Lo
scorso anno vi ho invaso con il mio effimero entusiasmo per l'arrivo dei 40, quest’anno vi
risparmio la finta euforia dei 41 e mi preparo a navigare in altri mari ed
approdare in nuovi porti. Come dite?! I porti sono chiusi?! Fanculo.
Ho la
nausea. E non lo dico da un attico, lo dico dai 35 metri quadri del mio monolocale in affitto immerso nel quartiere multietnico della capitale.
Fanculo sul
serio perché questa dilagante deriva razzista mi fa schifo.
Il compleanno resta il giorno della resa dei
conti, è il giorno in cui ci si diverte a dialogare con il proprio ego smisurato, una specie di capodanno personale, soggettivo e individualista, dove l’ io diventa l’unità di misura del
resto.
Niente
sconti. È stato tutto in salita. Ho conosciuto dei nuovi esserini meravigliosi
che si chiamano studenti, pieni di domande, di noie da combattere, guerrieri di
carta, spigolosi, morbidi, fragili. Da amare.
Mi sono lasciata adottare da una
nuova famiglia fatta di colleghe straordinarie e ogni giorno mi chiedevo se
amavo di più la biondina, la biondona, la mora, la riccia, la rossa (e sì,
manco la rossa mi sono fatta mancare) o quella col capello corto che ormai è
nel mio cuore da anni.
La stanchezza non è mancata. Rabbia, tanta. Odio, un
po’.
Ho riabbracciato sotto la pioggia Antonio, Lorenzo e poi Santa. Ed è stato
bello.
Ho fatto una cena almodoroviana o forse due e adesso aspetto la terza.

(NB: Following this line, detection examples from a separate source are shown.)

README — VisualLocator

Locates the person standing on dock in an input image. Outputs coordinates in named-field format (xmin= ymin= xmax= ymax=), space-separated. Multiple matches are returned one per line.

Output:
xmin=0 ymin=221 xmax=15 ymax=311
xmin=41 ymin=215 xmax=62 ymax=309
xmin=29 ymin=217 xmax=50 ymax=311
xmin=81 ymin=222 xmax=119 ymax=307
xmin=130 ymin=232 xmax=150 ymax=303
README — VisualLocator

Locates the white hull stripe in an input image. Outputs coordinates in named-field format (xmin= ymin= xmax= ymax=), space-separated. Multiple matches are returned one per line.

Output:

Ho preso la tessera elettorale che non toccavo da anni e ho fatto 1200 km per
andare a votare un partito che ahimè non ha superato lo sbarramento del 4 per
cento e sono fiera di averlo fatto.
A due mesi dal voto ci siamo svegliati con
un governo leghista, fascista, omofobo e razzista e con un lusso a cinque
stelle che non posso permettermi.
Qualche amica è diventata mamma, qualche amico
papà, io no, non ce l’ho fatta.
Ho visto nascere uno spot sociale di 60 secondi
dalle mani dei miei studenti ed è stata una magia condivisa con chi ha reso
possibile tutto ciò.
Mia mamma ha
compiuto 60 anni, mio nipote ha imparato a scrivere, legge le "Favole al
telefono" di Rodari e si domanda quando potrà iniziare a prendere decisioni da
solo.
Ho ripreso ad occupare le piazze e parlare di politica. Ho litigato.
Ho
festeggiato il compleanno di Michele, di Paola, di Leo, di Carlo, di Marta, di
Già.
Ho sfoderato la chitarra senza suonarla insieme ad una compagna di battaglie
invincibile con cui ho imparato il giro di do.
Ho chi mi tranquillizza su Messenger
quando il Re è in campo.
Ho incontrato un personal trainer che sento che mi
cambierà la vita.
Ho scoperto che in palestra non ci sono solo muscoli ma
paleontologi, biologi, economisti, ballerini e ragazze stupende.
“Burro di
arachidi” è la mia nuova parola d’ordine,
quella che sostituirebbe Fidelio in un remake di "Eyes Wide Shuts", o per
i meno audaci, le versione vegana dell’Ultimo tango a Parigi, per i
nutrizionisti la marcia in più per chi è sottopeso.
Quante cose si pensano nei giorni di festa. Troppe. Anche se in fondo il giorno del mio compleanno altro non è, che la vigilia di Wimbledon.
Prima o poi farò una festa per stare tutti insieme, per riabbracciare chi non vedo da anni, per conoscere qualcuno dei miei contatti virtuali, e spegnere le candeline insieme a tutte quelle amiche e amici che sopportano i miei alti e bassi e le mie teorie bizzarre.
A presto e scusate se non vi ho portato a ballare, non ho mica vent'anni ne ho molti di meno.